On Nollaig na mBan, a day when traditionally women celebrate their Christmas, 12 women are travelling abroad for healthcare that is unavailable to them here, writes Orla O’Connor.

Orla O'Connor National Women's Council of Ireland

NOLLAIG NA MBAN, or Women’s Christmas, is a day where traditionally women get together and celebrate their Christmas, while men take over the housework and care work.

This year, as Nollaig na mBan falls the day before the Citizen’s Assembly meet to discuss the Eighth Amendment of the Constitution, it presents us with an important opportunity to discuss the progress we need to make for women’s reproductive health in 2017.

The decision before the Citizens’ Assembly on the future of the Eighth Amendment is a critical one for women now and for our daughters into the future.

Deciding when to have a child

All our lives are complex. Our decisions are based on a whole variety of circumstances: our backgrounds, our future aspirations for ourselves and the people we love around us. The decision to have a child is one of the most significant decisions a woman will make. It will affect everything about her future thereafter.
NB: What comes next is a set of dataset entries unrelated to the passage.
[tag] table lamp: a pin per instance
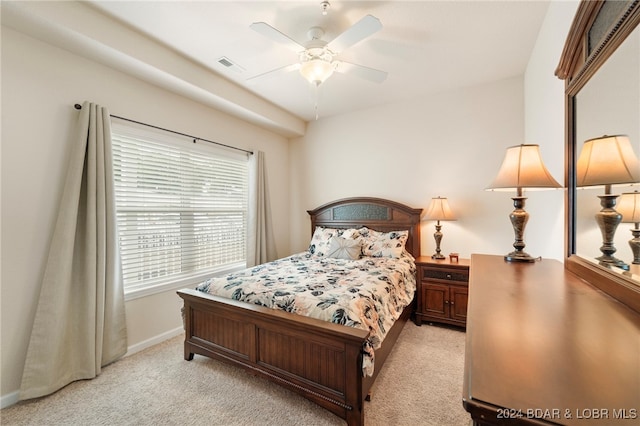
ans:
(439, 210)
(606, 161)
(629, 208)
(521, 168)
The National Women’s Council of Ireland (NWCI) wants women to be able to make that decision with the fullest range of choices and supports possible. We firmly believe abortion, the choice not to proceed with a pregnancy, to be one of those choices which should be available in Ireland.

Throughout the NWCI’s 44-year history, there have been many debates on the topic of abortion which we have listened to and participated in. We fully understand the complexity of the issue and how women’s and men’s views change in different circumstances.

Ireland Abortion Anti-abortion protesters filling Dublin's major thoroughfare, as they march against Ireland's abortion bill. Source: AP/Press Association Images

Stigma and shame around reproductive rights

As Director, I have heard women talk, for the first time, of how they felt having to travel to the UK, about how they cannot talk to families and friends about the experience because of the shame and stigma they feel, and how they might be judged.

That is not an Ireland I want for young women and it’s not an Ireland that the NWCI believe that the majority of people in Ireland want for themselves and their children.

The Constitution is our nation’s overarching statement of our values and of the ideals for Irish society. It should be a cornerstone in the protection of women’s rights in Ireland. The Eighth Amendment is a clear statement of how – currently – we do not value women and the decisions they make for themselves and for others around them.

The Amendment harks back to an Ireland which locked women behind a vast architecture of containment, when they were deemed to not fit strict societal norms of an ideal woman or mother. Women, men and children are living with the consequences ever since and we can see the trauma unfold, inquiry after inquiry.

Do we trust Irish women?

At the heart of this debate are the following questions: Do we as a nation want to maintain the Eighth Amendment, meaning that women will continue to have abortions, continue to suffer trauma, shame and stigma, and continue to be isolated from family and friends at a very difficult period in their lives? Or do we as a nation trust women to make the best decisions for themselves in pregnancy?

And do we want to offer all of the choices and supports to women to make those decisions? If we believe the latter is true, we must remove the Eighth Amendment from the Constitution and introduce legislation to facilitate those choices and provide those supports.

Like every other day of the year, this Nollaig na mBan, 12 women are in airports, making their way to another jurisdiction for a healthcare procedure that should be available here. This must end.

Orla O’Connor is Director of the National Women’s Council of Ireland.